Good and Bad PR: Meghan/Harry vs Royals, who wins the Good PR award? Obvs Piers Morgan wins Bad PR
Morning to all you media luvvies. Here I am again, handing out more industry judgement than a Slimming World rep outside a cake shop the hour after weigh-in. This week’s column is all about the battle of the media bands!
On one side we had Team MegArry, on the other Team ITV, and plonked right in the middle was Team Morgan. MegArry came out top as the winners of Good PR of the week. Team ITV receive the honour of mid-table obscurity, but also Good PR, with its own wins (swiftly chopping Piers Morgan and also getting the kind of ratings boost that only rare royal/ex-royal appearances can give). At the bottom of the pile is Team Morgan, who unsurprisingly scoops Bad PR.
One notable absentee from my initial outburst in this week’s column is obviously The Royals. As is often the case, they tried to rise above it all, firing out a short and pithy statement that got the point over, with just a hint of menace and a dollop of “watch this space”.
Clearly, I don’t know who is right, who is wrong, who has been told the known knowns and who has access to the unknown knowns, but the Royal Family probably just about nudged into the Good PR category for its measured and dignified reaction. That’s being said, the fast-paced nature of the media could result in them being out of the Palace by Monday and working in the closest Wetherspoons to Windsor by 12 April.
When the dust settles, I expect the wider fallout to be Morgan securing his suspected new slot on GB News, MegArry being offered an “Escape to the Chateau”-esque reality TV deal, and ITV delivering far better financial results in the coming year.
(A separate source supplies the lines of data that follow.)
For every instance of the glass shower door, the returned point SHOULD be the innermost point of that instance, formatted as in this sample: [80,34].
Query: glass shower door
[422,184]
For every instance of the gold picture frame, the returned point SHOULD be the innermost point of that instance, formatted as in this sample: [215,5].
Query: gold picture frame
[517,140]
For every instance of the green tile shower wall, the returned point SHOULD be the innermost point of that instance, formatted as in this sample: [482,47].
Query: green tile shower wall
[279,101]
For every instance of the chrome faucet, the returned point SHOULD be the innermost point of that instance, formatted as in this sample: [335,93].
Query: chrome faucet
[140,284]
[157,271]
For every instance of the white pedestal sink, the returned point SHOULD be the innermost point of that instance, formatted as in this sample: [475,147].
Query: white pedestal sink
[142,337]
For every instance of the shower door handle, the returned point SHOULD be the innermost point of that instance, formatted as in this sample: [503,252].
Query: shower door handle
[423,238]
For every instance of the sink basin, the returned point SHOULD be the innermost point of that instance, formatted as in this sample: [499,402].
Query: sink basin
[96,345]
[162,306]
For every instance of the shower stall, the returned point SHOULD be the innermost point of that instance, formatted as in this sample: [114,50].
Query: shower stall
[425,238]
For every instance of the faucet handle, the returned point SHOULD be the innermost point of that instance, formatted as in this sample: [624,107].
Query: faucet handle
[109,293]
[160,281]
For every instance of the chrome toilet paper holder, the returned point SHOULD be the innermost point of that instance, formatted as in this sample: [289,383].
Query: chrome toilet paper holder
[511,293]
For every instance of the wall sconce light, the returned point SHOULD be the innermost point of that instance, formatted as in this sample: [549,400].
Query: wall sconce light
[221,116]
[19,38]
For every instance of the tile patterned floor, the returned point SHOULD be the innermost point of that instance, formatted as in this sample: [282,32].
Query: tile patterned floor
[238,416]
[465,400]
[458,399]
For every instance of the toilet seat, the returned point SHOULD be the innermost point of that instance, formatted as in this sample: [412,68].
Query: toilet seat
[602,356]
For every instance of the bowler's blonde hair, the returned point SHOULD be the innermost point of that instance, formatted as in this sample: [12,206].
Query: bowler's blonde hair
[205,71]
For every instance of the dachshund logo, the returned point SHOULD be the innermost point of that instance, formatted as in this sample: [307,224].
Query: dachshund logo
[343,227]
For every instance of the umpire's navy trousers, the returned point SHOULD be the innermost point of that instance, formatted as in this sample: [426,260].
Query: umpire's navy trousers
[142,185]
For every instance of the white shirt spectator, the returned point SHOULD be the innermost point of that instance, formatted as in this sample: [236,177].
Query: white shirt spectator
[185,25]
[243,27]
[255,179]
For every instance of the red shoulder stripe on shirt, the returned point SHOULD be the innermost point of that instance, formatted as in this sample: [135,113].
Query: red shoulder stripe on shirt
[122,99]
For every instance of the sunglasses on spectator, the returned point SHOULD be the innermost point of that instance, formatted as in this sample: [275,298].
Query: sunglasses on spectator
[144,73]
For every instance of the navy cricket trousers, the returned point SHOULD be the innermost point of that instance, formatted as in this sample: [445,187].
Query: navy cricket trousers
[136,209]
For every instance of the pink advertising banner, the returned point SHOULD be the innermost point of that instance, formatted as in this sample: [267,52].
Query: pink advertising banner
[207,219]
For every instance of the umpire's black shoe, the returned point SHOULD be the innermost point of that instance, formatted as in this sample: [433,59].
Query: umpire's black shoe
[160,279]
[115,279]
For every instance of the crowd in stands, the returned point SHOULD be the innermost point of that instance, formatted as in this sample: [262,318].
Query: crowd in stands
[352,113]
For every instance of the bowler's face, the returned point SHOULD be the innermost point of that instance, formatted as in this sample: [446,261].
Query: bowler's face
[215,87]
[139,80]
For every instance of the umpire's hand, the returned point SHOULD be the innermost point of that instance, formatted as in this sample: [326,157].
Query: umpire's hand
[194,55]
This will come down to winning the rights to screen the whole saga, plus the positive city reaction to acting decisively to get rid of a “non-aligned” brand personality.
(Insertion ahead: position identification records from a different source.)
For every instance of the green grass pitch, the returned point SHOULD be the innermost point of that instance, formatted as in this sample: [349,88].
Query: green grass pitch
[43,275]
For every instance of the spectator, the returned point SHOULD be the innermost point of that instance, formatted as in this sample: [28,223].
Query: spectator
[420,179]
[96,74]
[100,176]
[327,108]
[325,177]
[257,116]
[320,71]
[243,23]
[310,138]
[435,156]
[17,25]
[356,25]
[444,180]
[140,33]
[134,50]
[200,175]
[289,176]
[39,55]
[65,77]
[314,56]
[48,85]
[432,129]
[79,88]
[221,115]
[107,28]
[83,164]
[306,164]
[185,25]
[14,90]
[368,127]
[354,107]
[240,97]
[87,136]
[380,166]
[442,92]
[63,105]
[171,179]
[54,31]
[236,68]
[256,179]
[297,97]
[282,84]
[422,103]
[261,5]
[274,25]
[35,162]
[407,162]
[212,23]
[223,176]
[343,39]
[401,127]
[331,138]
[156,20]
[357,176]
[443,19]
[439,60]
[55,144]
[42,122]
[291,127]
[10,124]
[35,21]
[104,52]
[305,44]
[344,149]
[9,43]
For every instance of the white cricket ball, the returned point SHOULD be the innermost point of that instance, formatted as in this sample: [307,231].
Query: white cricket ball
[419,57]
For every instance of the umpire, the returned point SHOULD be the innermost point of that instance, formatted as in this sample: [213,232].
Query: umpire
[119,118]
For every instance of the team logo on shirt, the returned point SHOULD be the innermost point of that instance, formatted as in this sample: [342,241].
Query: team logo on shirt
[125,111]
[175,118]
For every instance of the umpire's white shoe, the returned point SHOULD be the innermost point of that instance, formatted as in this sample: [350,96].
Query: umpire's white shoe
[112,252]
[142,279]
Shame this all happened a week too late to bury the bad news for real-life action man Ant Middleton, who has been left in media purgatory thanks to his fall-out with Channel 4. Middleton was dropped from programme SAS: Who Dares Wins due to his off-screen conduct, which allegedly included making inappropriate comments.
Middleton afterwards said "life can be brutal" in a rather rambling post on Instagram.
Speaking of batshit ways to try and bury bad news, what better way to try and distract from a ridiculed track-and-trace system, a falling out with your science advisors who are trying to prevent, you know, the death of the people you stand for, and serious questions being asked about your general handling of a pandemic than by announcing a hair-brained building scheme is one step closer to actually happening. Step forward Boris and his Tunnel of Love (name trademarked by myself).
His plan to build a tunnel between the United Kingdom and Northern Ireland has officially been moved to the “feasibility” stage by the man that BoJo has entrusted to review the UKs transport links, Sir Peter Hendy. Sir Pete revealed in a hugely discrete way to the likes of the very secretive Daily Telegraph that he had commissioned two construction firms to “discretely” look into that chance of the plans becoming a reality.
The national media ignored the discretion element and duly plastered the news everywhere, complete with pictures of Boris and Sir Pete looking wistfully at a map of the UK. Despite their best efforts, a long lens pap must have been nearby because the map pics were duly syndicated around. Can’t keep anything secret nowadays. Still, in terms of a tactic to help quell the masses and distract from Covid, it did the trick for a day, so it must go down as a Good PR win for Boris.
Russia and China
I am going to end on an unlikely partnership for Good PR this week, Russia and China. I don’t know about you, but I thought Roscosmos was a nightclub in Darlington. As it turns out it is actually the Russian version of NASA (admittedly with a higher Scrabble points value). Roscosmos has announced it will team up with China’s National Space Administration – the NSA (yes, I know, I also feel a letter is missing here as well!) to build an “international lunar scientific research station”. In their own words this will either be; on the moon, near the moon, or orbiting the moon, they have not quite decided yet, but the moon will 100% be involved.
No dates have been set for completion, but I would hazard a guess that the soft deadline is approximately one hour before the US plans to return to the moon, on an unnamed date in its own target year 2024. Kudos to Team RusChi for winning a large swathe of positive PR hits on the back of this announcement.